In fact, in a campaign where one side is denouncing the administration’s lack of diplomatic skill, it is easy to forget that the U.S. has probably never had better relations with both China and Russia at the same time. Of course, both governments have major problems, but the current good relations are clearly helping us in many areas, including Central Asia. The Bush Administration has also helped achieve a gradual easing of the standoff between India and Pakistan and bolstered America’s alliance with Japan, maintaining a delicate balance between friendly relations with both it and its Chinese rival. Meanwhile, peaceful democracy continues to spread in Latin America, in Eastern Europe and even in Southeast Asia, where Indonesia, the world’s largest Muslim nation, recently had its first democratic elections. All is not perfect, but it has rarely been better in many parts of the world.

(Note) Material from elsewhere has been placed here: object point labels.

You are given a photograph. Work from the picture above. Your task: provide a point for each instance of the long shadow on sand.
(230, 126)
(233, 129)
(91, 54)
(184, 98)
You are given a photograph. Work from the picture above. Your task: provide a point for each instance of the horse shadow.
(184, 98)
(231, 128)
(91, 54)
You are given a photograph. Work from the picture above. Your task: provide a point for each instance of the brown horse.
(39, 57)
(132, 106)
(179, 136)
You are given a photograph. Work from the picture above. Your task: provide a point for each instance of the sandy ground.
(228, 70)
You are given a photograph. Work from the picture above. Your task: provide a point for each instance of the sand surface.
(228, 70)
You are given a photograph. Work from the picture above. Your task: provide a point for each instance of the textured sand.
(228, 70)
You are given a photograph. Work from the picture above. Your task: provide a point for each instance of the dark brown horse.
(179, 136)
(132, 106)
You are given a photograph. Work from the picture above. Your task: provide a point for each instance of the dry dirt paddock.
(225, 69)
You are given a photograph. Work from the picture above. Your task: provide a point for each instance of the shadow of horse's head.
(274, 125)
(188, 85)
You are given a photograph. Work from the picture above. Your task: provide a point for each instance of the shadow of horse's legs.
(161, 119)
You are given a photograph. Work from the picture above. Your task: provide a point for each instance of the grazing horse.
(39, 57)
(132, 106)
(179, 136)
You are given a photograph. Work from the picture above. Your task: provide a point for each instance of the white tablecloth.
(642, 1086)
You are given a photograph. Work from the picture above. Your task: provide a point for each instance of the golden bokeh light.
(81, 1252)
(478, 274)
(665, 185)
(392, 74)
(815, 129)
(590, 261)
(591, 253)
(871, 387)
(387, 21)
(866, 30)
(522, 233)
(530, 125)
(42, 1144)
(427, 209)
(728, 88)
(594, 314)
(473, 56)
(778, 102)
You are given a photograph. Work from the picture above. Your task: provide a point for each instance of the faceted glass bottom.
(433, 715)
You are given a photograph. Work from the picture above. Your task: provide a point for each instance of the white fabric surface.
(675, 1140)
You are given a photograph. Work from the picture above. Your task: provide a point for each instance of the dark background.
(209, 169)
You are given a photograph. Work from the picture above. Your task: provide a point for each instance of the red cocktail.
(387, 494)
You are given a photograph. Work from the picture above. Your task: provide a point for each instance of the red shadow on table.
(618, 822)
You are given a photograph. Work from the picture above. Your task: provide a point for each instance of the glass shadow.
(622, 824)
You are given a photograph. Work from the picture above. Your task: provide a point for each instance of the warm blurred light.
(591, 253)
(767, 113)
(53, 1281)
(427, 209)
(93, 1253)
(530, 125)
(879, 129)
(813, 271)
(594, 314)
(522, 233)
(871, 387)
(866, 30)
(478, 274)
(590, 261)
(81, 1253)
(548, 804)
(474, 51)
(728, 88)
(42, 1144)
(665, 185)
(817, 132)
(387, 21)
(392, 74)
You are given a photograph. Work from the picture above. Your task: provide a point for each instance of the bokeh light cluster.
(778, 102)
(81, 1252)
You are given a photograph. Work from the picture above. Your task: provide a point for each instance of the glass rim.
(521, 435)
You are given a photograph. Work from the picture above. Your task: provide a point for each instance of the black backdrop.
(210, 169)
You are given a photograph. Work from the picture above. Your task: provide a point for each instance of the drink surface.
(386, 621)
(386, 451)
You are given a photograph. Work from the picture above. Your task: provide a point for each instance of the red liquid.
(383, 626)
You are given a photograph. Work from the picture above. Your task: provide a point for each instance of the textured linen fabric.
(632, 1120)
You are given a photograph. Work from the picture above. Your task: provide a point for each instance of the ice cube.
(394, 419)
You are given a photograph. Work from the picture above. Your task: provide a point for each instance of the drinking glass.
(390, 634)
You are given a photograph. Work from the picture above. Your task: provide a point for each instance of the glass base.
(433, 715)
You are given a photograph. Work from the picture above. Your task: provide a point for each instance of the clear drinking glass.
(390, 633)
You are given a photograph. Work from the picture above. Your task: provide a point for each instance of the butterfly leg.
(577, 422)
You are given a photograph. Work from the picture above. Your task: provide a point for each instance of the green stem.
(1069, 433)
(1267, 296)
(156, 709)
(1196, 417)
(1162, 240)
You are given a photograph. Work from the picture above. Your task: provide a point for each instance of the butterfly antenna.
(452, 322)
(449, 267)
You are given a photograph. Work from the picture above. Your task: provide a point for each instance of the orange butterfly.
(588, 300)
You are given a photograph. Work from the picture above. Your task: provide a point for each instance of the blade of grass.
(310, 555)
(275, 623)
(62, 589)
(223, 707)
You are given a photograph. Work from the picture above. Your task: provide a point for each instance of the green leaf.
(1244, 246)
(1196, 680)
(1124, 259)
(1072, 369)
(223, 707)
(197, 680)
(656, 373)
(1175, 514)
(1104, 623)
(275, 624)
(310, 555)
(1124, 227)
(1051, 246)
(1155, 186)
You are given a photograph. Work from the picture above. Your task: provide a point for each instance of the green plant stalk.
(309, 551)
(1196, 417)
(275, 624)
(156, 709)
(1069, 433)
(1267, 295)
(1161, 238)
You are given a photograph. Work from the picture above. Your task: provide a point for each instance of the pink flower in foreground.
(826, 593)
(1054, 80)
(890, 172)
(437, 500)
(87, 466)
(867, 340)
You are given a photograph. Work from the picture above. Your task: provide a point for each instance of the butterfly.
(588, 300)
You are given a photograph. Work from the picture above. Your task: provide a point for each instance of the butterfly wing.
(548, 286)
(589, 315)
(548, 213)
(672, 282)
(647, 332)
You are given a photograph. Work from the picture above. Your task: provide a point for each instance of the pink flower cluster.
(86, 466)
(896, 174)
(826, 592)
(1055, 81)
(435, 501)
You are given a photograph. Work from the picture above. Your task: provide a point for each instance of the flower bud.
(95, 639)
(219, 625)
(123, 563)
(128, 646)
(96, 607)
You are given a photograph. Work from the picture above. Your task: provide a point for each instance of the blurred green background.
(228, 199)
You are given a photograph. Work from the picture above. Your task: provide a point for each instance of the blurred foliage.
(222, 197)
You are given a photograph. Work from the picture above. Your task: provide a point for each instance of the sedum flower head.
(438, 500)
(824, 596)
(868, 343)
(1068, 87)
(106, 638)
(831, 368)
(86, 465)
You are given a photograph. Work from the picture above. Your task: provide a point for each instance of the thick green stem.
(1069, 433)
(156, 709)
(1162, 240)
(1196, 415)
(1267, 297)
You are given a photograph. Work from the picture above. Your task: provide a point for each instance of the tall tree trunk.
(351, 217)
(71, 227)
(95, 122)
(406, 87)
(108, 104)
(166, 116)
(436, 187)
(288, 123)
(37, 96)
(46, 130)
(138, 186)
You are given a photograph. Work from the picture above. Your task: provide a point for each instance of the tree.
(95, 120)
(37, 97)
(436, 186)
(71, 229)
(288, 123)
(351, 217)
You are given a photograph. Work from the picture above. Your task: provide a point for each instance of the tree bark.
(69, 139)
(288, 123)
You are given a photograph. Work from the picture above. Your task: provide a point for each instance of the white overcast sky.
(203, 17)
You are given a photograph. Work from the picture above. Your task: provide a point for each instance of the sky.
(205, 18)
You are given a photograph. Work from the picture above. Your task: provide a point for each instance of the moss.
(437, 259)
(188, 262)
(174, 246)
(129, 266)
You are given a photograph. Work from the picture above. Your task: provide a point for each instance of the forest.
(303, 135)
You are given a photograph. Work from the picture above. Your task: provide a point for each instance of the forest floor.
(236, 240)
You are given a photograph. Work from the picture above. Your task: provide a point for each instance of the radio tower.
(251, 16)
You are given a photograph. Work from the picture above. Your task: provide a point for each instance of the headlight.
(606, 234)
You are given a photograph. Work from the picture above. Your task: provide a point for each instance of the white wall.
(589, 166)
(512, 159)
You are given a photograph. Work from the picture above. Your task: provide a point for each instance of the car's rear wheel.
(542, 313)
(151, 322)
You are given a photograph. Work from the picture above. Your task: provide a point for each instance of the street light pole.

It’s also worth considering a few things that didn’t happen these past four years. As Charles Krauthammer notes, John Kerry would have you believe that he would’ve exactly replicated all of the recent triumphs in Afghanistan and Iraq, but would’ve avoided all the mistakes. Right. Given Kerry’s multilateral instincts, I suspect that he would have gone through the long, torturous UN process prior to any invasion of Afghanistan, not just Iraq, and that our whole military response would’ve either been airstrikes or an invasion delayed by months or years by diplomatic haggling. Al Qaeda would not have “escaped” from Tora Bora, since they probably would’ve been gone long before we ever even got there. It is easy, with retrospect, to see past mistakes, it is a little more difficult to see pitfalls that were avoided.
Anyway, I could go on, but my point – such as it is – is that there is an awful lot going on in the world, in Iraq and elsewhere, but we should not let ourselves forget the big developments or non-developments throughout the world which often go under-reported. There are a lot of dogs barking at the moment, but, every once in awhile, we should pause to consider those which are not.